Happy Halloween, Coaches! We hope your kids share plenty of candy with you tonight. Here are some of the stories we’re talking about in our newsroom.
1. WATCH: Mike Leach shares his thoughts on Halloween, and they’re as hilarious as you’d expect (Saturday Down South)
We figure we’ll start you up with a Halloween-themed funny coaching video. This is Washington State coach Mike Leach sharing his Halloween memories with a pack of reporters during a press conference earlier this week.
The part about stripper costumes got everyone’s attention, but we actually love his breakdown of the preferred functionality of a costume.
“Mobility, make sure you have mobility with your costume. Make sure you can get around.”
As always, funny stuff from Coach Leach.
How will you incorporate Halloween into a team-building activity this year?

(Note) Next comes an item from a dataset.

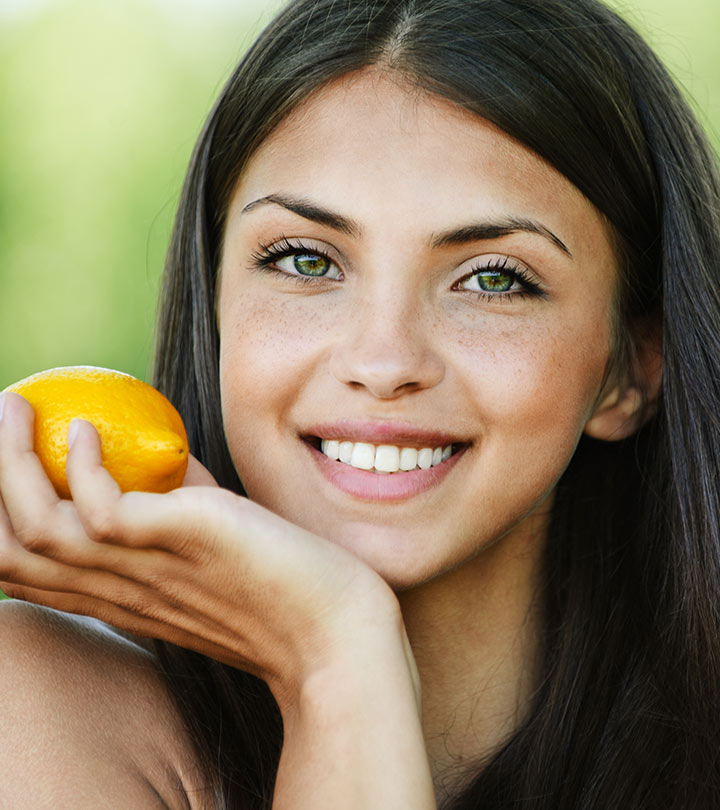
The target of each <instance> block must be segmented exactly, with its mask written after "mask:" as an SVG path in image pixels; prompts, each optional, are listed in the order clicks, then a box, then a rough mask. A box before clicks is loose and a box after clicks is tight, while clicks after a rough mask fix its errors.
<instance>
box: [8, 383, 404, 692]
mask: <svg viewBox="0 0 720 810" xmlns="http://www.w3.org/2000/svg"><path fill="white" fill-rule="evenodd" d="M75 424H76V425H77V427H78V431H77V434H76V437H75V440H74V443H73V444H72V447H71V450H70V453H69V456H68V462H67V476H68V481H69V485H70V489H71V492H72V496H73V500H72V501H68V500H61V499H60V498H58V496H57V494H56V493H55V490H54V488H53V486H52V484H51V483H50V481H49V479H48V478H47V476H46V474H45V472H44V470H43V468H42V466H41V464H40V461H39V459H38V457H37V456H36V455H35V453H34V452H33V445H32V426H33V410H32V407H31V406H30V405H29V404H28V403H27V402H26V401H25V400H24V399H23V398H22V397H20V396H17V395H15V394H6V395H5V403H4V412H3V416H2V419H0V580H1V581H2V585H1V587H2V588H3V590H4V591H5V592H6V593H7V594H8V595H9V596H14V597H16V598H21V599H27V600H29V601H33V602H37V603H39V604H43V605H47V606H49V607H52V608H56V609H58V610H62V611H68V612H74V613H82V614H86V615H90V616H94V617H96V618H98V619H101V620H102V621H105V622H108V623H109V624H112V625H115V626H117V627H120V628H123V629H125V630H128V631H130V632H131V633H134V634H137V635H143V636H150V637H155V638H160V639H164V640H166V641H170V642H173V643H174V644H178V645H180V646H184V647H187V648H189V649H193V650H196V651H198V652H201V653H203V654H205V655H209V656H211V657H213V658H216V659H217V660H219V661H223V662H224V663H227V664H230V665H232V666H235V667H238V668H242V669H245V670H247V671H249V672H252V673H253V674H255V675H258V676H259V677H262V678H263V679H265V680H266V681H267V682H268V684H269V685H270V687H271V689H272V690H273V692H274V693H276V698H278V702H280V698H281V696H282V695H283V694H284V693H287V692H292V693H295V692H296V691H297V682H299V681H302V680H303V679H305V678H307V677H308V676H309V674H310V672H311V670H313V669H317V668H321V667H322V666H323V665H324V664H325V663H326V662H327V661H328V660H330V659H331V658H332V657H333V656H337V655H338V653H339V650H340V648H341V647H342V646H343V645H344V646H345V647H347V645H348V643H357V644H358V645H359V646H360V647H362V640H363V638H364V637H365V636H366V635H367V634H368V633H369V632H371V630H370V628H377V627H378V626H379V624H380V625H381V624H382V623H383V620H385V624H386V625H387V626H388V628H390V629H391V630H392V632H395V633H396V634H397V627H398V626H401V623H400V622H399V621H398V616H399V613H398V608H397V601H396V600H395V597H394V595H393V594H392V592H391V591H390V589H389V588H388V586H387V585H386V584H385V583H384V581H383V580H382V579H381V578H380V577H379V576H378V575H377V574H375V572H374V571H372V570H371V569H370V568H369V567H368V566H366V565H365V564H364V563H363V562H362V561H360V560H359V559H357V558H356V557H354V556H353V555H352V554H350V553H349V552H347V551H345V550H344V549H342V548H340V547H339V546H336V545H334V544H333V543H331V542H329V541H327V540H325V539H323V538H320V537H317V536H315V535H313V534H312V533H311V532H308V531H305V530H304V529H301V528H299V527H297V526H295V525H293V524H291V523H289V522H288V521H286V520H283V519H282V518H280V517H279V516H277V515H275V514H273V513H271V512H269V511H268V510H266V509H264V508H262V507H260V506H259V505H257V504H254V503H252V502H251V501H249V500H247V499H245V498H242V497H239V496H237V495H235V494H234V493H231V492H229V491H227V490H223V489H220V488H219V487H218V486H217V484H216V483H215V481H214V479H213V478H212V476H211V475H210V473H209V472H208V471H207V470H206V469H205V468H204V467H202V465H201V464H200V463H199V462H198V461H197V460H196V459H194V458H191V459H190V464H189V467H188V474H187V477H186V481H185V483H184V485H183V487H182V488H181V489H178V490H175V491H173V492H170V493H167V494H164V495H157V494H150V493H141V492H129V493H125V494H123V493H121V492H120V489H119V487H118V486H117V484H116V483H115V481H114V480H113V479H112V477H111V476H110V474H109V473H108V472H107V471H106V470H105V469H104V468H103V467H102V465H101V460H100V440H99V436H98V434H97V432H96V431H95V429H94V428H93V427H92V425H90V424H89V423H87V422H82V421H79V422H77V423H75ZM379 619H380V622H379V621H378V620H379ZM403 635H404V634H403Z"/></svg>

2. Alabama Coach L.C. Cole boasts a football life unlike any other (oanow.com)
Would you have any interest in reading a story about a lifelong coach who was recruited by legendary coaches Tom Osborne, Bo Schembechler, Lee Corso and Woody Hayes, then served as a position coach under Nick Saban, an intern under Bill Belichick, and has held more than a dozen coaching jobs since? If so, this story about Loachapoka High (Ala.) coach L.C. Cole is a must-read.

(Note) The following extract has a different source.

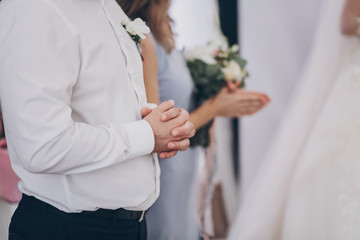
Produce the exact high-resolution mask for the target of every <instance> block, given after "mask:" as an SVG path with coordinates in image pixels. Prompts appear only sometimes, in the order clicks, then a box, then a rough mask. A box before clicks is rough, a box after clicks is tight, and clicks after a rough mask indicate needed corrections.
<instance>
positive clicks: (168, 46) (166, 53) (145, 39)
mask: <svg viewBox="0 0 360 240" xmlns="http://www.w3.org/2000/svg"><path fill="white" fill-rule="evenodd" d="M117 1H118V3H119V4H120V6H121V7H122V8H123V10H124V11H125V13H126V14H128V16H129V17H130V18H131V19H135V18H137V17H140V18H142V19H143V20H144V21H145V22H147V23H148V25H149V26H150V29H151V31H152V34H151V35H149V37H147V38H146V39H145V40H143V41H142V42H141V48H142V56H143V59H144V61H143V65H144V66H143V70H144V80H145V86H146V91H147V98H148V102H151V103H159V100H160V102H162V101H166V100H169V99H173V100H175V103H176V106H177V107H181V108H184V109H186V110H187V111H189V112H190V118H189V120H190V121H191V122H192V123H193V124H194V126H195V129H199V128H200V127H202V126H204V125H205V124H206V123H208V122H209V121H211V120H212V119H214V117H216V116H226V117H239V116H243V115H248V114H253V113H255V112H257V111H258V110H260V109H261V108H262V107H263V106H264V105H266V104H267V102H268V98H267V96H266V95H264V94H259V93H254V92H246V91H243V90H241V91H237V90H234V91H229V90H228V89H227V88H224V89H223V90H222V91H221V92H220V93H219V94H218V95H217V96H215V97H214V98H213V99H210V100H207V101H205V102H204V103H203V104H202V105H201V106H199V107H197V108H195V107H196V106H195V104H194V96H193V93H194V84H193V81H192V79H191V75H190V73H189V70H188V68H187V66H186V61H185V58H184V56H183V55H182V53H181V52H179V51H177V50H176V49H175V44H174V38H173V33H172V31H171V27H170V23H171V19H170V17H169V16H168V8H169V5H170V1H169V0H132V1H130V0H117ZM200 151H201V148H199V147H197V148H190V149H189V150H187V151H186V152H179V153H178V154H177V155H176V156H174V157H173V158H171V159H168V160H166V159H160V168H161V177H160V184H161V186H160V197H159V198H158V200H157V201H156V202H155V204H154V205H153V206H152V207H151V208H150V210H149V212H148V214H147V216H146V218H147V224H148V235H149V237H148V238H149V240H196V239H199V237H200V226H199V222H198V220H197V202H198V201H197V198H198V192H197V186H198V185H199V184H198V182H197V181H196V180H197V178H196V171H197V165H198V162H197V160H198V155H199V153H200ZM160 157H161V155H160Z"/></svg>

The anecdotes really make the story, particularly this one about serving as a running backs coach under Saban at Toledo in 1990.
Cole’s responsibility was guiding the players through a jump rope session. Saban took notes as he walked among the different stations of players, which included Cole’s group of tripped-up and flustered men.

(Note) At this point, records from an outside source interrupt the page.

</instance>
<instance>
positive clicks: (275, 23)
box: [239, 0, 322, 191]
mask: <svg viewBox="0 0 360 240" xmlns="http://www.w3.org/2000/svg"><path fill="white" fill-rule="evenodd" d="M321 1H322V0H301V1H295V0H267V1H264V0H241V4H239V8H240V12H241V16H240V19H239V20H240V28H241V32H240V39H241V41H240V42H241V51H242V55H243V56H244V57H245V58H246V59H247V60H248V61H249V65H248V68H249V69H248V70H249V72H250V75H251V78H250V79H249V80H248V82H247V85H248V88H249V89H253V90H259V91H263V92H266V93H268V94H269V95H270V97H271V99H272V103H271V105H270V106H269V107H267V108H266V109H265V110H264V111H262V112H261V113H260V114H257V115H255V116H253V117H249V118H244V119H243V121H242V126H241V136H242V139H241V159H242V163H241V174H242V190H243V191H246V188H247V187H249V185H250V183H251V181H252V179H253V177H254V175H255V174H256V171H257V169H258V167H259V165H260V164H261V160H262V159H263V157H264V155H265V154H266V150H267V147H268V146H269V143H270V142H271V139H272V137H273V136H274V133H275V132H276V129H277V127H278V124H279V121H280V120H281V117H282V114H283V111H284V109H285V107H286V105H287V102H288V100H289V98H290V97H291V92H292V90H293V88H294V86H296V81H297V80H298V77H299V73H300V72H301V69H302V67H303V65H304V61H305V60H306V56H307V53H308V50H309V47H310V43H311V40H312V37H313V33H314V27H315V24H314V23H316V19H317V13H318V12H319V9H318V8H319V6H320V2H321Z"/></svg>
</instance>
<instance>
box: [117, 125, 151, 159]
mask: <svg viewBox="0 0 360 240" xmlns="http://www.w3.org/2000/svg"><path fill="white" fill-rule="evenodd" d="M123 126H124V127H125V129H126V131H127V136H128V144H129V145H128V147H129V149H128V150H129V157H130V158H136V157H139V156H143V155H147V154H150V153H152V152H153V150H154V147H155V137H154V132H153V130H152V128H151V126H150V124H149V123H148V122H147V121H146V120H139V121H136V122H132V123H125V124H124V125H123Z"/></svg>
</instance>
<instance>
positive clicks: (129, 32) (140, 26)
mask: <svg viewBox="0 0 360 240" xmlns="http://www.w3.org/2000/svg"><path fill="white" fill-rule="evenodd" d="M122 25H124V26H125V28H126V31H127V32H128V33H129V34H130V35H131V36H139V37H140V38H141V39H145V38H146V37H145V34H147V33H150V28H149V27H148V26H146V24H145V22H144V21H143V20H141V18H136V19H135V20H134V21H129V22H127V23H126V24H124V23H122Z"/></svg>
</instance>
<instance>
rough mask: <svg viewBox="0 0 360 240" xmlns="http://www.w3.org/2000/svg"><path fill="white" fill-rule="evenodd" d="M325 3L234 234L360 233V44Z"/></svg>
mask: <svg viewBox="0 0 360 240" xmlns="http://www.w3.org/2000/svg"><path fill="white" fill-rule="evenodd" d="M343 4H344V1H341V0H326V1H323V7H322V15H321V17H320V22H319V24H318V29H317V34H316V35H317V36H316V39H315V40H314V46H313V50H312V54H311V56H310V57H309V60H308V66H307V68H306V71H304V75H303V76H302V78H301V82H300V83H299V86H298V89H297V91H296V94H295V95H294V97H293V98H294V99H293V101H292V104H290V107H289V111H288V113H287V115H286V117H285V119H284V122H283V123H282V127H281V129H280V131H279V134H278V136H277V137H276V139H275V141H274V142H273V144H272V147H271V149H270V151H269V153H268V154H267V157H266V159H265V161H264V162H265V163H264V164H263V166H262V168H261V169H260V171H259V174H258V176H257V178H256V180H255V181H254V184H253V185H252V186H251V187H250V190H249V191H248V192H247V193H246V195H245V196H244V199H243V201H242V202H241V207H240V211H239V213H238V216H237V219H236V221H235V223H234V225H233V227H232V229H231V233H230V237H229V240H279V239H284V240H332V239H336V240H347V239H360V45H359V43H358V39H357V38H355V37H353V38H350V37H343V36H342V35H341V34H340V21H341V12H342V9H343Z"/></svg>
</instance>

Cole entered a coaches meeting later on and found the only empty seat was the one stationed beside Saban’s. He soon realized why, as the head coach began the conference by blasting Cole for the lackluster performance of his Double-Dutching dudes.
“That next morning, those guys were turning that rope, I can guarantee you that,” Cole said.
For those that have seen Saban ream out assistants on the sidelines in recent years (i.e. Lane Kiffin), this story doesn’t seem so out of character for Saban. Here’s another Cole memory that falls pretty much in line with what we’ve heard about former Ohio State coach Woody Hayes.
Cole flew to Michigan for a visit with Wolverines head coach Bo Schembechler and returned to Dayton as the proud owner of a gold shirt with “Michigan” emblazoned across it. Cole was so enamored with the shirt that he decided to wear it on Monday; Hayes, who likely caught wind of a Buckeye target checking out Ann Arbor, decided to show up at Paul Dunbar that day.
Cole was oblivious to what was going on when the school’s intercom ordered him to the teacher’s lounge. There, he came face-to-face with Hayes, who was less than amused with Cole’s outfit choice.
“As soon as I came in with that Michigan shirt on, he grabbed me,” Cole said. “He picked me right up off the ground and asked me, ‘What the hell are you doing with that Michigan shirt on?’ I couldn’t even talk. I just told him, ‘If you put me down, I can explain.’”
The story is packed with anecdotes like those, so give it a read if you like behind-the-scenes looks at some legendary coaches.
In what ways have your mentors influenced your coaching style?
3. Why is football helmet reconditioning important? (USA Football Blogs)
We’re getting close to the end of the season for many teams, so it’s a good time to take stock of your equipment. USA Football published a blog this week about helmet reconditioning. Helmet manufacturer Riddell recommends having this done every year.
“Throughout the course of a season, helmets endure the rigors of football – practice, games, heat, sweat, scratches, lockers and damage to decals. To ensure proper safety, it’s important that helmets are inspected and tested in multiple ways, multiple times, including air liner tests and meticulous shell inspections,” Riddell Vice President of Sales Kyle Borland said.
“Annual maintenance prolongs the effective life of the equipment, advances player protection, stabilizes budgets and can reduce athletic program costs in the long run. Annual reconditioning ensures that every athlete is issued clean, sanitized, inspected, repaired and recertified equipment.”
The price of reconditioning helmets is negotiable through Riddell, depending on whether you decide to ship individual helmets or the entire team selection. If you choose to recondition all of the team’s helmets, the price is about $40 to $50 per helmet.
“Reconditioning costs are determined based on individual helmet assessment by Riddell staff to determine need for replacement parts, painting, cleaning, and re-certifying,” Borland said. “Typically for individuals reconditioning their helmets, they’re anywhere from $60 to $100. Whole team reconditioning can differ, but average cost per helmet is around $40 to $50 and can be less for entry-level youth helmets.”
What is your process for having your helmets reconditioned?